METHODS: The list-mode ordered subset expectation maximization (OSEM) algorithm has been modified accordingly with the application of the Lucy-Richardson deconvolution algorithm to the current estimation of the image, at each reconstruction iteration. Acquisitions of the NEMA NU2-2001 IQ phantom were performed on a GE DRX PET/CT system to study the impact of incorporating the deconvolution inside the   reconstruction [with and without the point spread function (PSF) model] in comparison to its application postreconstruction and to
standard iterative reconstruction incorporating the PSF model. The impact of the denoising step was also evaluated. Images were semiquantitatively assessed by studying the trade-off between the intensity recovery and the noise level in the background estimated as relative standard deviation.

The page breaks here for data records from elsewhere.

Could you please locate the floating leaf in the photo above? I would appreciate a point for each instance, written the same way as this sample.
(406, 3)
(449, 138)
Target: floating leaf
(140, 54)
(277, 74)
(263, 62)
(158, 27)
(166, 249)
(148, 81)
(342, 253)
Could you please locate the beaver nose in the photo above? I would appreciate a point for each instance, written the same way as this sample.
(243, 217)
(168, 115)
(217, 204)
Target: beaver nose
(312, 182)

Qualitative assessments of the developed methods were additionally performed on clinical cases.

RESULTS: Incorporating the deconvolution without denoising within the reconstruction achieved superior intensity recovery in comparison to both
standard OSEM reconstruction integrating a PSF model and application of the deconvolution algorithm in a postreconstruction process. The addition of the denoising step permitted to limit the SNR degradation while preserving the intensity recovery.

CONCLUSIONS: This study demonstrates the feasibility of incorporating the Lucy-Richardson deconvolution associated with a wavelet-based denoising in the reconstruction process to better correct for PVE. Future work includes further evaluations of the proposed method on clinical datasets and the use of improved PSF models.